Oct. 20th, 2008

Bindel

Oct. 20th, 2008 01:53 pm
rozk: (Intrepid)
I will probably mostly post here about things I see at the Outsiders film festival but some things have to take priority. Just to note though - I am at News from Nowhere all week and will be working hard on the novel and some poetry -two new stanzas of the big memoir poem this morning, amazingly.

Bindel, though...This is going to run and run and I am pretty clear where I stand. If Julie Bindel were genuinely repentant, not merely about the substance of what she said, to which I will come back in a moment, but about all the snidely offensive physically grotesque slurs on trans people, she would actually expect to have those remarks bring about some consequences. If she genuinely regretted her tone, and the offense it has caused, she would be leaping at the chance to demonstrate to the trans community that she wants to make up for it - by say, asking Stonewall to withdraw her name from consideration for Journalist of the Year. After all, as Stonewall have been keen to tell us, she hasn't won, so withdrawing from the event and the nomination list would cost her nothing, while looking like the first stage of a real apology.

I am joking of course. I do not for a second think that Julie Bindel will ever do anything real to placate us, though I was mildly surprised when she agreed to talk to Christine Burns. That at least was a step, though I am sure that she thought she was playing Christine and I am not sure that she was not right.

Christine is a fine campaigner for trans rights whom I have known and respected for many years. If anyone was going to talk to Julie Bindel, it was probably most sensible that it was Christine.

However, I don;t think she got enough out of Bindel to justify the idea that we should now back off Stonewall. It is clear that Julie Bindel still assumes that she has an absolute right to demand of the trans community that we engage in a 'robust debate' about our right to exist, and whether we should pursue surgery as an option, and a number of similar questions.

As I said the other week, this is Julie Bindel demanding the uncompensated access to trans people's time and concern that has been the bedevilling feature of relationships between her sort of feminist and the trans community ever since the beginning of the 1970s.

Many of us considered the arguments Germaine Greer and others came up with back then, and some of us wasted valuable years of our lives on that consideration, and in the end we decided that we didn't agree with the points that they raised, and got on with our lives, without permission from Greer, Robin Morgan, Mary Daley, Janice Raymond or Julie Bindel.
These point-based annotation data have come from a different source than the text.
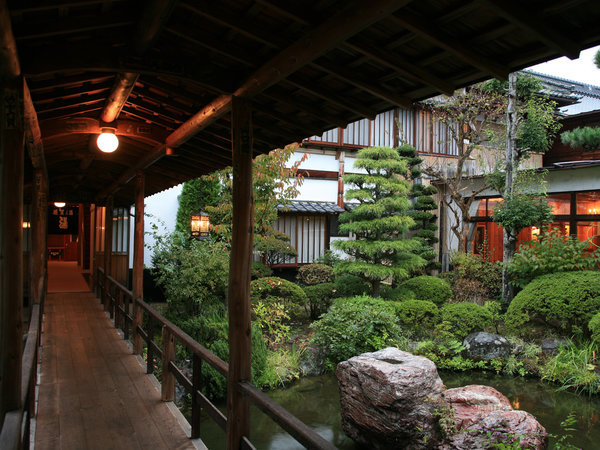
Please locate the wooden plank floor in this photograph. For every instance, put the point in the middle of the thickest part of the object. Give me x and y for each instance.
(93, 392)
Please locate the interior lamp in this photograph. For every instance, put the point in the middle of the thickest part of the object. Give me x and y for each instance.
(108, 141)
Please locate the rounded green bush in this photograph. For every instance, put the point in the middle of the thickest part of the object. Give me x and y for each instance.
(312, 274)
(564, 302)
(277, 290)
(353, 326)
(347, 285)
(429, 288)
(419, 315)
(319, 298)
(594, 327)
(465, 318)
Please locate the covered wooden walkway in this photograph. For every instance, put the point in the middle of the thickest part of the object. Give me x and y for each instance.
(93, 392)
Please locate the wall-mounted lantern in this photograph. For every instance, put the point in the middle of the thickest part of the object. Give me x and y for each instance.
(200, 225)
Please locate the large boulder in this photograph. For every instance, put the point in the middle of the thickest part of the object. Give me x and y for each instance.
(486, 346)
(388, 399)
(484, 418)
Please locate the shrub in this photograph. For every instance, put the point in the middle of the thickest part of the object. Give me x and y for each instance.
(398, 294)
(319, 298)
(312, 274)
(270, 290)
(353, 326)
(594, 327)
(475, 267)
(465, 318)
(550, 254)
(564, 302)
(260, 270)
(417, 315)
(429, 288)
(347, 285)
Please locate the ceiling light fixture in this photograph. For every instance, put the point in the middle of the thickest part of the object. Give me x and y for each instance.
(108, 141)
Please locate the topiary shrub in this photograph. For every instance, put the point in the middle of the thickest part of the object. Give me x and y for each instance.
(353, 326)
(260, 270)
(312, 274)
(277, 290)
(465, 318)
(564, 302)
(594, 327)
(319, 298)
(417, 315)
(429, 288)
(398, 294)
(347, 285)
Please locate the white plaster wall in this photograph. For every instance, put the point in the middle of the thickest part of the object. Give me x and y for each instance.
(160, 209)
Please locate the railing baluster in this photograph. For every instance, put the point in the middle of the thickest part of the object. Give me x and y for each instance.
(196, 386)
(167, 378)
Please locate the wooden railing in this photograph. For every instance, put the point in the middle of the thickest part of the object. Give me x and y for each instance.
(15, 429)
(120, 302)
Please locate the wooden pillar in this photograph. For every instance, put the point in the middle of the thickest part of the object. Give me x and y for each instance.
(12, 144)
(107, 249)
(238, 411)
(38, 267)
(138, 260)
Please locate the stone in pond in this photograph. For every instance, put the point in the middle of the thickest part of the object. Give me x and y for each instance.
(388, 399)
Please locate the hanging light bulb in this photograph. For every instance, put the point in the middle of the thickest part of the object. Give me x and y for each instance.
(108, 141)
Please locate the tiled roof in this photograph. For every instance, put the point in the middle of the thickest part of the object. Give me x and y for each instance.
(310, 207)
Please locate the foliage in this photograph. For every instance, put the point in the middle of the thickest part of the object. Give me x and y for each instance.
(379, 220)
(426, 287)
(564, 301)
(419, 316)
(587, 138)
(465, 318)
(272, 290)
(422, 206)
(551, 253)
(353, 326)
(273, 184)
(594, 327)
(573, 367)
(260, 270)
(270, 318)
(193, 274)
(347, 285)
(312, 274)
(476, 267)
(196, 195)
(319, 298)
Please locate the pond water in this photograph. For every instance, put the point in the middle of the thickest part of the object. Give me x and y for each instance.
(315, 401)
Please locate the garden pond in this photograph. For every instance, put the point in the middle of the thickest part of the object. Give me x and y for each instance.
(315, 401)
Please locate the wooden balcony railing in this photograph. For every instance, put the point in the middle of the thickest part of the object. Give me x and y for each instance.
(120, 304)
(15, 429)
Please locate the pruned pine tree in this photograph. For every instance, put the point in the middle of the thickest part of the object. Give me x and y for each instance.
(423, 204)
(380, 221)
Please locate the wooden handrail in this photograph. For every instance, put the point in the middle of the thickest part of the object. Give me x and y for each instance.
(291, 424)
(15, 429)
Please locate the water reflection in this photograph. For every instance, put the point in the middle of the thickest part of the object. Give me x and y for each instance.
(315, 401)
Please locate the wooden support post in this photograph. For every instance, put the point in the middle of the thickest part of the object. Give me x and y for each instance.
(12, 144)
(238, 410)
(138, 261)
(39, 253)
(107, 251)
(167, 388)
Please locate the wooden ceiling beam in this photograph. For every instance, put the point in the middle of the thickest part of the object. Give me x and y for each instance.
(401, 65)
(527, 19)
(351, 78)
(429, 31)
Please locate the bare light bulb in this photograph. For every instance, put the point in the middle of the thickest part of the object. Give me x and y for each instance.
(107, 141)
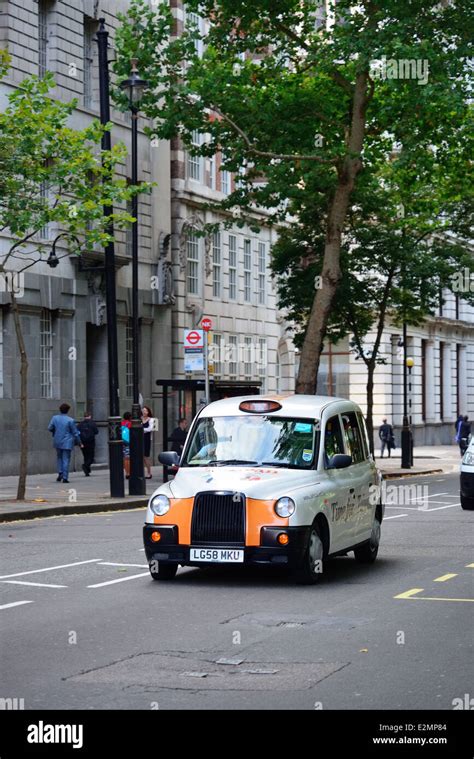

We had the robust debate; it's over; we voted with our feet, and indeed other bits of our anatomy.

What Julie Bindel is asking for is not a debate: it is a capitulation. She is not interested in being persuaded, only in our doing what she says. Linda Bellos is someone who is genuinely prepared to accept that she may not understand trans people - that what we say about our lives is contrary to some of her sense of how things are - but that, in the end, we are serious people in charge of our own destinies: that at least is the impression I got of her position last time we talked some years ago.

Linda Bellos, though, is an adult with a real political past and not an over-rated, jumped-up,
self-important journalist.

We are not accountable to Julie Bindel and she cannot make us be.

In the end, though, this is not about her; this is about Stonewall.

Stonewall have been monumentally clueless and have angered a whole generation of trans and other activists. They need to find a way forward, and cosy little chats are not that way, which is why I will only talk to Ben Summerskill if anyone suggests some demands I can usefully make.

In a sense, what is going to happen outside the V&A is theatre, but so much of the daily grind of politics is, which does not mean that it is not real.

I am as old an activist as it gets, and I sit on committees when it is time to sit on committees, and meet with the Great and Good when it is time to meet the Great and Good, and swallow my anger and nod and smile.

Sometimes though, the point is to change things and change the rules of engagement, and standing in a street with banners is one of the ways in which we do that.

Much as I like the tea and biscuits side of things, this is shout in the streets time.